Cried 'O false blood, thou register of lies,

What unapproved witness dost thou bear!

Ink would have seem'd more black and damned here!'

This said, in top of rage the lines she rents,

Big discontent so breaking their contents.

A reverend man that grazed his cattle nigh--

Sometime a blusterer, that the ruffle knew

Of court, of city, and had let go by

The swiftest hours, observed as they flew--

Towards this afflicted fancy fastly drew,

And, privileged by age, desires to know

In brief the grounds and motives of her woe.
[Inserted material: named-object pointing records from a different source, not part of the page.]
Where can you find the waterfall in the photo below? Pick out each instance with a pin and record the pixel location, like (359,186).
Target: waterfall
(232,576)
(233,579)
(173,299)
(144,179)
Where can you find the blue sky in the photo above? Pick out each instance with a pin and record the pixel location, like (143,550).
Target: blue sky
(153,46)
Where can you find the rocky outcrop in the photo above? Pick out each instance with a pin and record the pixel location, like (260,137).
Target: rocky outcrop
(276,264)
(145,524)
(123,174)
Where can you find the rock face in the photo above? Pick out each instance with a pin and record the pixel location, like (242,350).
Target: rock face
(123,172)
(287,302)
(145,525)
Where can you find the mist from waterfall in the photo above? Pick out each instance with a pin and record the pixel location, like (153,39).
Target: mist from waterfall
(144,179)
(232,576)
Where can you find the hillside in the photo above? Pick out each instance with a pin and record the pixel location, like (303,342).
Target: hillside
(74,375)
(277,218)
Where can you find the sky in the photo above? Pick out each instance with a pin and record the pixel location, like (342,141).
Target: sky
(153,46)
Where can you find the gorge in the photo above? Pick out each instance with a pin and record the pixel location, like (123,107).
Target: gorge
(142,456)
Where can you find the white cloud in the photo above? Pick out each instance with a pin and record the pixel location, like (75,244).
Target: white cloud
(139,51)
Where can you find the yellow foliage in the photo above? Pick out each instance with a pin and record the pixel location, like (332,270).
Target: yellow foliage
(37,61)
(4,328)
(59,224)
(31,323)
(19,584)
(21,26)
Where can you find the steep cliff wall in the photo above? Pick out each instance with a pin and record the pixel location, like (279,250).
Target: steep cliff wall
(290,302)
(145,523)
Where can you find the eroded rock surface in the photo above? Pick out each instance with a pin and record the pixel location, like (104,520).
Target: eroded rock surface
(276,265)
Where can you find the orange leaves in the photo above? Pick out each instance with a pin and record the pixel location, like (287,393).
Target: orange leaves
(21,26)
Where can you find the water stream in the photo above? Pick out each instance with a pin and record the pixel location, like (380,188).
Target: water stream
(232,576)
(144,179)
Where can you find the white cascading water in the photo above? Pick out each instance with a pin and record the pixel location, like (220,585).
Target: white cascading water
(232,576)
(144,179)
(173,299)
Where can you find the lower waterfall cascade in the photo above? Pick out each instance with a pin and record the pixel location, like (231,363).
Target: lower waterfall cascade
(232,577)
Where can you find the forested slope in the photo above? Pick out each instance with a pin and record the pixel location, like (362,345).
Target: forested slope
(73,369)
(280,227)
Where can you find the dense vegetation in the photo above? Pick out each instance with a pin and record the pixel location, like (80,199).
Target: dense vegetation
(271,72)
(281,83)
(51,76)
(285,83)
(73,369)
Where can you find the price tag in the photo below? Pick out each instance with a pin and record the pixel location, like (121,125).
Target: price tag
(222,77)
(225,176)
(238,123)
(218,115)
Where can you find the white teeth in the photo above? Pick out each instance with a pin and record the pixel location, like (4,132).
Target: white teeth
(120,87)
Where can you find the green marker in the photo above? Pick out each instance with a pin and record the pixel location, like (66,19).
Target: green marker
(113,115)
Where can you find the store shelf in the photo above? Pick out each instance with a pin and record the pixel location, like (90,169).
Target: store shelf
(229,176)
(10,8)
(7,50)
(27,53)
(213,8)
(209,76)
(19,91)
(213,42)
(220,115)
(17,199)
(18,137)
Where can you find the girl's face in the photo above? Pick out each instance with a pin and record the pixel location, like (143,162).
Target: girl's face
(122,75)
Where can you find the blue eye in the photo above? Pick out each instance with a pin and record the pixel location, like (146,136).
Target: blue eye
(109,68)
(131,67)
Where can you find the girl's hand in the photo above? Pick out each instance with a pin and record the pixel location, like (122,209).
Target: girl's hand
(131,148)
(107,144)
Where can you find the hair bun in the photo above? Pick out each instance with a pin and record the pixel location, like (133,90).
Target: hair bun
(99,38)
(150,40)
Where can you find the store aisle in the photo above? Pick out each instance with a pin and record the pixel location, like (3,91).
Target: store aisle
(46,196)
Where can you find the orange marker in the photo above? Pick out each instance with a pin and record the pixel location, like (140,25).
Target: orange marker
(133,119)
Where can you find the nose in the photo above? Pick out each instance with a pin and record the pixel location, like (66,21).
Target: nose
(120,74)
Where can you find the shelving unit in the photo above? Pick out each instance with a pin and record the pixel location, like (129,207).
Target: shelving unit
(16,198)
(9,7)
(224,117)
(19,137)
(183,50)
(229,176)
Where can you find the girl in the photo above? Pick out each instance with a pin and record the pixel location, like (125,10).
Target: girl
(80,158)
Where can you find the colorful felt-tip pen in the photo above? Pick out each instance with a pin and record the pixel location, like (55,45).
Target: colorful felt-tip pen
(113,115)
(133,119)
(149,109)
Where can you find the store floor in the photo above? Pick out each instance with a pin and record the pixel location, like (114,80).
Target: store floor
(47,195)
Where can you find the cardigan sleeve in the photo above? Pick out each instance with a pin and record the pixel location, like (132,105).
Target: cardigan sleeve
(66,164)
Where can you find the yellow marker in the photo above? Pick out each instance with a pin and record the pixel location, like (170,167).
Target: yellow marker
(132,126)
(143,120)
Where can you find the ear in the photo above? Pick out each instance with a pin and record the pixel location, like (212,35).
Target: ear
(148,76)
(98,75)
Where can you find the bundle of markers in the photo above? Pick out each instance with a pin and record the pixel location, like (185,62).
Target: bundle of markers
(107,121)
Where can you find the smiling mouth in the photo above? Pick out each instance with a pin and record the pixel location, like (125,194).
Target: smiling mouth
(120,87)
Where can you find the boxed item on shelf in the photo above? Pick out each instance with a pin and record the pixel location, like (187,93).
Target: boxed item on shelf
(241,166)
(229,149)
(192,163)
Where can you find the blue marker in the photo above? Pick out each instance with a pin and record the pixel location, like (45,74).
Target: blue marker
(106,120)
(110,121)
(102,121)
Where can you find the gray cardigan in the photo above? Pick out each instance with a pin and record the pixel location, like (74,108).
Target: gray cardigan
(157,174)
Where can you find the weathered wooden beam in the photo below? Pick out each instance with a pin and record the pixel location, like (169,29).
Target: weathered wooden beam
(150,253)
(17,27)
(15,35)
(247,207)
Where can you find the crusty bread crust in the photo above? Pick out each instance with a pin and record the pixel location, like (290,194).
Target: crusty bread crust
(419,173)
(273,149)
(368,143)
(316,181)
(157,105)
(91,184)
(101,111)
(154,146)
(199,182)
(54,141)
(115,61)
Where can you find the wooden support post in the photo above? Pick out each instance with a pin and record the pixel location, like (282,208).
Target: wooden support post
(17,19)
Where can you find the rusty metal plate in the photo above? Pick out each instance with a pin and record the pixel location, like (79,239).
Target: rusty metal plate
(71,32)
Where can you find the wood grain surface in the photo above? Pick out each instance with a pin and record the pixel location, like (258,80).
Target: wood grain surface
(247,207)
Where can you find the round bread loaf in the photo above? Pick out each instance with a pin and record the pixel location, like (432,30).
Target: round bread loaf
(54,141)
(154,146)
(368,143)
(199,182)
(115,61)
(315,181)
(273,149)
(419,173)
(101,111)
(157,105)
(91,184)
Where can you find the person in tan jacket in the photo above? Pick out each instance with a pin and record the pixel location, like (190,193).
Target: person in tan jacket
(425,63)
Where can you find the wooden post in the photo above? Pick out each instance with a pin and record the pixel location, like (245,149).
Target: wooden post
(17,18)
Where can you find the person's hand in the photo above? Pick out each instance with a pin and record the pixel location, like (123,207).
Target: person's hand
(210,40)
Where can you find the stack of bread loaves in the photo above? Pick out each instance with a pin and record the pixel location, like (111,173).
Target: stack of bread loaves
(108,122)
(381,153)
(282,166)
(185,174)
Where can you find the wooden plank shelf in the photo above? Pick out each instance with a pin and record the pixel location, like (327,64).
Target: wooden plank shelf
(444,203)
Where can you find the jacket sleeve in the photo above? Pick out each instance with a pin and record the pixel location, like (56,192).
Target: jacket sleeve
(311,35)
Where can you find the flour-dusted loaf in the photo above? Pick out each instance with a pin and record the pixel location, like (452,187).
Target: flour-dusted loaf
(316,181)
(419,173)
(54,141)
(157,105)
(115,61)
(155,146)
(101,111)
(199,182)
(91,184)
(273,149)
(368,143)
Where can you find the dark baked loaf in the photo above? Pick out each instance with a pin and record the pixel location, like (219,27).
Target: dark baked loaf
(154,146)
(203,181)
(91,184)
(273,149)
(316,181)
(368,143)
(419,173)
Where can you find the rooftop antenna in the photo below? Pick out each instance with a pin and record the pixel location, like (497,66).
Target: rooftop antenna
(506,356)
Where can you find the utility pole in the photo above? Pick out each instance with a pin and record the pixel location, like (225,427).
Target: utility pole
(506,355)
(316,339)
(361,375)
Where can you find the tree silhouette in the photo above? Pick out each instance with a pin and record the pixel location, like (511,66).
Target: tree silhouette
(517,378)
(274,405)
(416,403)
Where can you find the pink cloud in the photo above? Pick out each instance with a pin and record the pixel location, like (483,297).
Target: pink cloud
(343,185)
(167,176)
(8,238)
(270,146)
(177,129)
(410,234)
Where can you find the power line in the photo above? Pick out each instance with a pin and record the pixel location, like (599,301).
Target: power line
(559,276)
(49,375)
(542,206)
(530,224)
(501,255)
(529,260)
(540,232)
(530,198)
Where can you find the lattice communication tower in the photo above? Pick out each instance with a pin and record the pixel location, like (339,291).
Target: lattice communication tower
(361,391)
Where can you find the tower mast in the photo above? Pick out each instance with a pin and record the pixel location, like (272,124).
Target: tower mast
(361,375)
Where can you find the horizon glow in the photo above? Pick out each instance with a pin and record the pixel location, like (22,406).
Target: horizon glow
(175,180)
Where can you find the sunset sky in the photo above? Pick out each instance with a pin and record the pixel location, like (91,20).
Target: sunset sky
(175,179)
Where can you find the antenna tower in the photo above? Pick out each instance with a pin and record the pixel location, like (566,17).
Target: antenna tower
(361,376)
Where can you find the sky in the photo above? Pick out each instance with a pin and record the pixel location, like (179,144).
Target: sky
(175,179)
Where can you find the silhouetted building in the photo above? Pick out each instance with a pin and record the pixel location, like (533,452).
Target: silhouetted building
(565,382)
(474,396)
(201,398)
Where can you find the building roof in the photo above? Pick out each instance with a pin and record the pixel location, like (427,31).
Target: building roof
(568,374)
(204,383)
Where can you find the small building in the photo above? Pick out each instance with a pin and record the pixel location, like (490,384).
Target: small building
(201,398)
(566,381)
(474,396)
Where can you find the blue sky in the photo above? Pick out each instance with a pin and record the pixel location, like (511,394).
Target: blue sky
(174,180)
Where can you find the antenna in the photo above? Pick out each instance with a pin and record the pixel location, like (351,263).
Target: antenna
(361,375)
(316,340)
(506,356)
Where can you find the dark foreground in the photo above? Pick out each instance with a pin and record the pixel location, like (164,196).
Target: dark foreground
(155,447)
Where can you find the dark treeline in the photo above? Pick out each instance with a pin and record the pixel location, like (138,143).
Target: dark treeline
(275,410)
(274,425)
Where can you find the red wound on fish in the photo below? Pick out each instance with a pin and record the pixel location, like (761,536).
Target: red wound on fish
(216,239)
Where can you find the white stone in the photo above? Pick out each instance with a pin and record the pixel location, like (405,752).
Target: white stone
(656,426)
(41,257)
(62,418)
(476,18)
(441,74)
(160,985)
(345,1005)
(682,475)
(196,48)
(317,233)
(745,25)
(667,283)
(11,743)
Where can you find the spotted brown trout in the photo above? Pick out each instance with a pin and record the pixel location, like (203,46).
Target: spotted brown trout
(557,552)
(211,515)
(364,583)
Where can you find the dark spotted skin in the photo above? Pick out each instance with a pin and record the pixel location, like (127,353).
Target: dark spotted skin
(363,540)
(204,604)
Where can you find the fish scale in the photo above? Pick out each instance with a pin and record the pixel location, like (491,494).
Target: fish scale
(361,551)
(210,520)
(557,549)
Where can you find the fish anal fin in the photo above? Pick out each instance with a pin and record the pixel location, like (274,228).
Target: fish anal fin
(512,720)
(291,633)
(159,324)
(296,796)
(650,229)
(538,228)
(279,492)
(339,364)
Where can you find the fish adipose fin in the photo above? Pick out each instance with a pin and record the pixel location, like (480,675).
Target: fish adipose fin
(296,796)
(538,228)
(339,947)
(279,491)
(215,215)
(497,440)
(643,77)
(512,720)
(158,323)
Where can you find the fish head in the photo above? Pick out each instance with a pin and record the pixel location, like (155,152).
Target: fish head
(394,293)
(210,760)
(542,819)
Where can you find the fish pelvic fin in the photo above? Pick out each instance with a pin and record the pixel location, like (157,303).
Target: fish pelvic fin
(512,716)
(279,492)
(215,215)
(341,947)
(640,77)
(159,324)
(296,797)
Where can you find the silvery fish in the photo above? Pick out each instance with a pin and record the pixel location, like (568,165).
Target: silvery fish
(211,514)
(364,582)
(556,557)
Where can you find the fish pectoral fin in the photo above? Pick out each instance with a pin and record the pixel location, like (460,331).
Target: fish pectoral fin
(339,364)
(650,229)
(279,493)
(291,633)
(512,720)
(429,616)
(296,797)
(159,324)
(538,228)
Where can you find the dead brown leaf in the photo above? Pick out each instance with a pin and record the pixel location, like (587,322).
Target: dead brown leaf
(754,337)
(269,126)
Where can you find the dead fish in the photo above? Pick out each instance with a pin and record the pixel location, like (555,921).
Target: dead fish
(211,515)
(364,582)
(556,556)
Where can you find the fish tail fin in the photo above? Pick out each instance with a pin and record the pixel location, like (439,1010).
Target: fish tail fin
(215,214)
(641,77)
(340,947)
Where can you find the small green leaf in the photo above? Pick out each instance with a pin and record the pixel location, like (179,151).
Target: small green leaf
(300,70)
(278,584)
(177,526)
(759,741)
So slides he down upon his grained bat,

And comely-distant sits he by her side;

When he again desires her, being sat,

Her grievance with his hearing to divide:

If that from him there may be aught applied

Which may her suffering ecstasy assuage,

'Tis promised in the charity of age.

'Father,' she says, 'though in me you behold

The injury of many a blasting hour,

Let it not tell your judgment I am old;

Not age, but sorrow, over me hath power:

I might as yet have been a spreading flower,

Fresh to myself, If I had self-applied

Love to myself and to no love beside.

'But, woe is me! too early I attended

A youthful suit--it was to gain my grace--

Of one by nature's outwards so commended,

That maidens' eyes stuck over all his face:

Love lack'd a dwelling, and made him her place;

And when in his fair parts she did abide,

She was new lodged and newly deified.

'His browny locks did hang in crooked curls;

And every light occasion of the wind

Upon his lips their silken parcels hurls.

What's sweet to do, to do will aptly find:

Each eye that saw him did enchant the mind,

For on his visage was in little drawn

What largeness thinks in Paradise was sawn.